Germany’s SAP, which makes business software, said in April that it planned to leave Russia. But Fedorov said the company is moving slowly at its exit and should move faster.

“I am convinced that they will leave Russia sooner or later, but sooner rather than later [is better] that later, because people are being killed, “SAP said in a statement. Russia’s unjustified. ”

Cloudflare, meanwhile, said it is still operating in Russia to protect the flow of uncensored information to Russians.

“They say they are supposed to be there to defend some kind of democracy,” Fedorov said.

In a statement, the cloud service operator said it “has minimal business and sales activity in Russia” and that it “terminated customers we identified as linked to sanctioned entities.”
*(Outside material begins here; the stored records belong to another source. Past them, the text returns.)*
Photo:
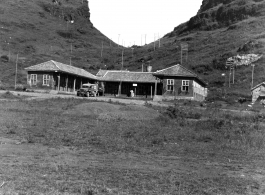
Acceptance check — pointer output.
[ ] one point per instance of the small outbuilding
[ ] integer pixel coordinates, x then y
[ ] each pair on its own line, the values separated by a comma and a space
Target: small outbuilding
258, 92
181, 83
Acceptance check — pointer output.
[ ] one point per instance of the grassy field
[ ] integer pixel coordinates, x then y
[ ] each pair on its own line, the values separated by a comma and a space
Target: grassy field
67, 146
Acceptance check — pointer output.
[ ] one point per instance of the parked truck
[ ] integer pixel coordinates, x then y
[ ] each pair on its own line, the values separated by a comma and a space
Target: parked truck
88, 90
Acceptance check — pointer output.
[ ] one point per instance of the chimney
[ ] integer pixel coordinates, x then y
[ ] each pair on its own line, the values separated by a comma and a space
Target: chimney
149, 68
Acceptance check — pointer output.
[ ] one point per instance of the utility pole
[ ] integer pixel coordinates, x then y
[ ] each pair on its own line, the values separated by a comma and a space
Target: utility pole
16, 73
184, 47
101, 50
154, 43
118, 40
229, 77
122, 59
158, 40
132, 51
234, 74
253, 65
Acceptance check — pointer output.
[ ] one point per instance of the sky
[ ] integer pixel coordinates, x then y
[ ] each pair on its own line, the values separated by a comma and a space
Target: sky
130, 22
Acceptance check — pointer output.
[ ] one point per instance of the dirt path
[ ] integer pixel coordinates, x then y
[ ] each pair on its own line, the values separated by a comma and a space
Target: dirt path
40, 96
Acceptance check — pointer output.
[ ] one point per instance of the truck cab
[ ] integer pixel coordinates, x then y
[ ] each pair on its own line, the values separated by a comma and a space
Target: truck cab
88, 90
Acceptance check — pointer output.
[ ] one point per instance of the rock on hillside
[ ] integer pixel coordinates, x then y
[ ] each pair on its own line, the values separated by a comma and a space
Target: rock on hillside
215, 14
41, 30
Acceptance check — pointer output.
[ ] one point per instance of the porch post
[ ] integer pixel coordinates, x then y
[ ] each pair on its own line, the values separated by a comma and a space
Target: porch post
151, 91
67, 83
74, 83
155, 87
119, 90
59, 82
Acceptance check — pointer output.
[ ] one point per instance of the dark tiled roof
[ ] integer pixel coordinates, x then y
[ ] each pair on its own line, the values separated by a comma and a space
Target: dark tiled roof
263, 83
176, 70
101, 72
57, 66
137, 77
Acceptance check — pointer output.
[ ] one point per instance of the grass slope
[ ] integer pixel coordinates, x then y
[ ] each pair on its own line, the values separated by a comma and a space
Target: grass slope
43, 35
187, 151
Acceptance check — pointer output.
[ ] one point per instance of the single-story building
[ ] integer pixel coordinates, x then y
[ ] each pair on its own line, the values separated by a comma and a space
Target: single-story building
258, 92
53, 75
122, 82
175, 82
181, 83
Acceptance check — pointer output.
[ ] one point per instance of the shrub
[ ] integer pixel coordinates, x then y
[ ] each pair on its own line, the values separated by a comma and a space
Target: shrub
4, 58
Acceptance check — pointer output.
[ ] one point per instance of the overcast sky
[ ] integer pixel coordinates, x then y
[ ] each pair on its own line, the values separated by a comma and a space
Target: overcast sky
133, 19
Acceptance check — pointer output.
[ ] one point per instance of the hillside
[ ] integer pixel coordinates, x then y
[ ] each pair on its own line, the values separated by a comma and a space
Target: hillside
221, 29
40, 30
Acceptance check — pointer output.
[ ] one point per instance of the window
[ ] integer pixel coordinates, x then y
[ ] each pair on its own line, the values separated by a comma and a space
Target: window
33, 79
46, 79
185, 86
170, 85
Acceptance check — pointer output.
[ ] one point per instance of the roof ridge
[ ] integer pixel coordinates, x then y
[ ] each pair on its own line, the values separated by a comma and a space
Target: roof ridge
167, 68
188, 70
54, 62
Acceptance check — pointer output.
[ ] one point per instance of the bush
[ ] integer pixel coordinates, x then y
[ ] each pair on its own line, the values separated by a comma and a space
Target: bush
4, 58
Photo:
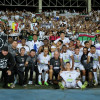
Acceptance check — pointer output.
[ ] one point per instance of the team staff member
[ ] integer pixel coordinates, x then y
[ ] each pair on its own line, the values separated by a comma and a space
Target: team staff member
31, 64
6, 66
20, 65
96, 61
43, 62
70, 78
77, 62
88, 66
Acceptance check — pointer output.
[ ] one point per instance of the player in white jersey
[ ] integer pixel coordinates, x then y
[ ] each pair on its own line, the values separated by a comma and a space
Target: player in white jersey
71, 78
96, 61
97, 45
77, 62
66, 56
43, 62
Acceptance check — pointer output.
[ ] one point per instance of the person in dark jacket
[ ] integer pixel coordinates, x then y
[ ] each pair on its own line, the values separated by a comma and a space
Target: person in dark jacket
7, 64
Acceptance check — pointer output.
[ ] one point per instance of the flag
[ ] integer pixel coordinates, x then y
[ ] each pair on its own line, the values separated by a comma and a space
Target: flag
14, 26
2, 41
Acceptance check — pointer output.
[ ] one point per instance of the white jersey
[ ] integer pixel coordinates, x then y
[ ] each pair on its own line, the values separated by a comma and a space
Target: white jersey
97, 46
42, 59
66, 56
70, 76
77, 58
95, 56
66, 40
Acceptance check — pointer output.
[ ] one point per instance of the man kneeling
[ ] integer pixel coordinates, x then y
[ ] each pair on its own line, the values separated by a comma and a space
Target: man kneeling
71, 78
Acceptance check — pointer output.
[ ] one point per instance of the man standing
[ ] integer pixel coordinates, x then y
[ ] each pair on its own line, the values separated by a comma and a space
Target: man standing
6, 66
34, 44
96, 61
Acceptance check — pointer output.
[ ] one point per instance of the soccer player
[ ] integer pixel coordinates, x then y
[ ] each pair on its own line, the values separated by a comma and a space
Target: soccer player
55, 67
96, 61
70, 78
66, 56
20, 65
7, 64
43, 62
77, 62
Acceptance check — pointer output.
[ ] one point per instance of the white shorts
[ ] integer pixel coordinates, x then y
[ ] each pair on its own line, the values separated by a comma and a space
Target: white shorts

Fedorov stressed that a “digital lock” is an important tool in the fight against Russia, as it could delay the country by “two or three decades”, encouraging engineers and other experts to leave.

“We also want people in Russia to understand that ‘Guys, something is wrong.’ And they have to deal with the war,” Fedorov added.

China’s leaders are panicking

In an unusual move, the Chinese cabinet convened an emergency meeting on Wednesday with more than 100,000 participants, according to state media. The agenda: do whatever it takes to save the economy.

During the unexpected video conference, Premier Li Keqiang offered what is perhaps the darkest assessment of the state of the economy by China’s leadership to date. Li said that in some ways it is in a worse state than in 2020, during the initial coronavirus outbreak, writes my CNN Business partner Jessie Yeung. He urged leaders across the country to reverse rising unemployment.

Backlash: The world’s second-largest economy, which previously had growth rates of 10% or more, has suffered from its own Covid-19 protocol, which keeps millions of people locked up.

Earlier this week, UBS lowered its year-over-year GDP growth forecast to 3%. China said it expects growth of about 5.5% this year.

Sustained growth is not just an economic priority. China’s party leadership has maintained its control of power in part through the growth of engineering that has lifted tens of millions out of poverty. Leaders are especially sensitive to the signs of social unrest that could result from declining economic prospects.

Earlier this month, Li, the No. 2 figure in the Communist Party after President Xi Jinping, described the country’s economic conditions as “complex and serious.” Despite the difficulties, President Xi only doubled the zero-covid policy, saying the state would punish those who questioned it.